How to Build a Parallel Computing Cluster


In this howto, we are going to describe the procedure of building a diskless parallel computing cluster for computational physics. First of all, we will give a brief overview of Linux Operating system. Based on this knowledge, we hope readers will have a better understanding of the whole setup procedure. This howto is divided into the following section.
  1. Introduction.
  2. Overview of Linux Operating system.
  3. The detail procedure for building the whole cluster.
  4. Reference

Introduction

Computer simulation is a powerful tool for the study of complex systems. Due to its mighty computational power and realistic animation capability, the traditional trial-and-error investigation process can be speeded up by changing the parameters through the interactive interface and the understanding of the simulated result can be comprehended by computer graphic or animation. The simulation also provides an oppotunity for investigators to look at some processes which are not easy to be observed or too expensive to be really carried out.

To solve a complex problem correctly and efficiently, there are several concerns in computational physics. One of these concerns is how to speed up the simulation process. One solution for speeding up is to use or buy expensive parallel supercomputer. For most research groups, this is not practical.
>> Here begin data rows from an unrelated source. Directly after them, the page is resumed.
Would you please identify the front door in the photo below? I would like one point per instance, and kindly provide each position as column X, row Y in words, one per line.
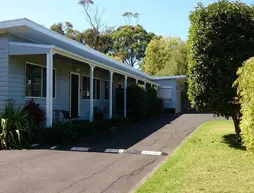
column 74, row 95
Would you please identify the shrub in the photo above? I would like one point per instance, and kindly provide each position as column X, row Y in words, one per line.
column 245, row 89
column 137, row 101
column 35, row 115
column 14, row 127
column 221, row 38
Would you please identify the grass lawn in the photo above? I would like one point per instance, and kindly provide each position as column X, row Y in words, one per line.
column 209, row 161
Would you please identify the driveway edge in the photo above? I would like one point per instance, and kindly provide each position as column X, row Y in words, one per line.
column 140, row 183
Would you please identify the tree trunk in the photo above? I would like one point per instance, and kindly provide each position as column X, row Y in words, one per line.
column 236, row 121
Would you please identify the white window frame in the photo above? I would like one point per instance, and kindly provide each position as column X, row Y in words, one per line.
column 42, row 66
column 105, row 89
column 84, row 75
column 96, row 88
column 75, row 73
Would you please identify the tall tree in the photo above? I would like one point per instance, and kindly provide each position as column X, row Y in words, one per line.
column 221, row 38
column 130, row 42
column 128, row 16
column 104, row 42
column 67, row 30
column 58, row 27
column 165, row 56
column 94, row 18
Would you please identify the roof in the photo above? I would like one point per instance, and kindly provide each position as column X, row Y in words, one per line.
column 178, row 77
column 39, row 34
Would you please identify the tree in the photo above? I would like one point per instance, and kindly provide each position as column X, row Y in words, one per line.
column 130, row 42
column 128, row 16
column 94, row 18
column 221, row 37
column 67, row 30
column 244, row 84
column 58, row 27
column 165, row 56
column 104, row 42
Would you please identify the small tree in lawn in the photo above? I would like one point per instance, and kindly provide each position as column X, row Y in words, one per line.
column 221, row 38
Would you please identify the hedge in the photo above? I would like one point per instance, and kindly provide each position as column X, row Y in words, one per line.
column 245, row 85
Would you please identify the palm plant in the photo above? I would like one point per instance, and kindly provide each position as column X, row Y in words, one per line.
column 14, row 126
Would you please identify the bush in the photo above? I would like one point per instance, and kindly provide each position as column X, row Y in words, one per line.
column 14, row 130
column 245, row 89
column 221, row 38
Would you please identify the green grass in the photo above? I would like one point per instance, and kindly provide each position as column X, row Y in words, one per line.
column 208, row 161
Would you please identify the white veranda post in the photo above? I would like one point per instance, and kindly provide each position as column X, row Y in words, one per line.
column 110, row 94
column 125, row 96
column 49, row 88
column 91, row 92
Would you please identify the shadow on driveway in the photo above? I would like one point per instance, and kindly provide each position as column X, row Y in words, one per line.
column 127, row 136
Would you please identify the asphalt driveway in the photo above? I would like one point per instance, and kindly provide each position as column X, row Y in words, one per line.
column 48, row 171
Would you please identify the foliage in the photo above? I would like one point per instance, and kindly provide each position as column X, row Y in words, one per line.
column 165, row 56
column 245, row 84
column 137, row 101
column 103, row 43
column 128, row 16
column 130, row 42
column 94, row 18
column 14, row 127
column 67, row 30
column 221, row 37
column 205, row 162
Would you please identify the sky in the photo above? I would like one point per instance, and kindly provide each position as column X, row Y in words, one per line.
column 162, row 17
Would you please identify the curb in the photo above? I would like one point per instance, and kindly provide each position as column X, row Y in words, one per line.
column 141, row 182
column 108, row 150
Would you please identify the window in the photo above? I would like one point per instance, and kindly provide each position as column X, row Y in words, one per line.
column 96, row 88
column 106, row 90
column 86, row 88
column 36, row 81
column 120, row 85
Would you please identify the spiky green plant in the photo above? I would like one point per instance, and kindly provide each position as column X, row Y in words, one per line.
column 14, row 127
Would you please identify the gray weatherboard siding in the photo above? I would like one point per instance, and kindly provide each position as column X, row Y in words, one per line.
column 63, row 70
column 4, row 57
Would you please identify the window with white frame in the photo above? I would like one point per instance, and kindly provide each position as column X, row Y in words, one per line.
column 86, row 88
column 96, row 88
column 106, row 90
column 36, row 81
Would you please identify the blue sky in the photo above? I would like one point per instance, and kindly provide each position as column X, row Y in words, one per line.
column 167, row 18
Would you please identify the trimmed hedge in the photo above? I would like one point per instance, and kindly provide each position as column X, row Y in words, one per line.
column 245, row 88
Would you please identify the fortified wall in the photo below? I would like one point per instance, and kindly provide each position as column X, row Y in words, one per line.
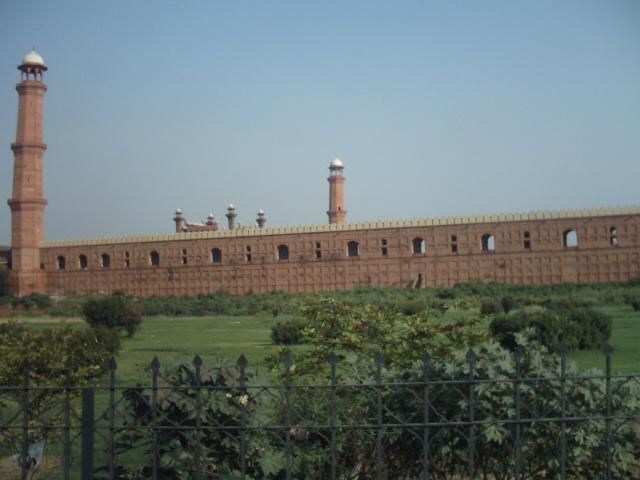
column 543, row 247
column 532, row 248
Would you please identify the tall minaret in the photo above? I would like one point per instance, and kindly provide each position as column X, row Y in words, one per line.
column 336, row 211
column 27, row 202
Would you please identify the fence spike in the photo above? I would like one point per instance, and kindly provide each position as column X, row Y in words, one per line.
column 197, row 361
column 562, row 350
column 471, row 356
column 287, row 360
column 426, row 358
column 242, row 361
column 332, row 358
column 379, row 359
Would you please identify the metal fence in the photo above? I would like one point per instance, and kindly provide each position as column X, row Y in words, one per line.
column 427, row 422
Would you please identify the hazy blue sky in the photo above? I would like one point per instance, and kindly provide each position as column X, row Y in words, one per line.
column 435, row 108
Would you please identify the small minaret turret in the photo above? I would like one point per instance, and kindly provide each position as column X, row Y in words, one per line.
column 231, row 216
column 27, row 202
column 261, row 220
column 211, row 221
column 181, row 222
column 337, row 212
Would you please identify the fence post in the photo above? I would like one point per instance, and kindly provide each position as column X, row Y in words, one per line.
column 518, row 439
column 155, row 367
column 563, row 412
column 24, row 454
column 67, row 419
column 379, row 362
column 88, row 419
column 197, row 363
column 112, row 414
column 471, row 463
column 607, row 353
column 288, row 361
column 242, row 365
column 333, row 360
column 426, row 365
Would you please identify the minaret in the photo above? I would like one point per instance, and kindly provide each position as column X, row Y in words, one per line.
column 231, row 216
column 260, row 219
column 27, row 202
column 181, row 222
column 336, row 211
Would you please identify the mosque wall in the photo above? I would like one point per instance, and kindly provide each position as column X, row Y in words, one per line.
column 318, row 258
Thanks to the advanced technology of current PC, we can build up parallel computing cluster entirely from commodity parts both in hardware and software within an affordable budget.

The original PC cluster project, also called Beowulf project, was started at the Center of Excellence in Space Data and Information Sciences NASA in early 1994. It is a system which usually consists of one master or server node, and one or more client nodes connected together via Ethernet. The master node controls the whole cluster and serves files to the client nodes. The master node is also the cluster's console and gateway to the outside Internet world.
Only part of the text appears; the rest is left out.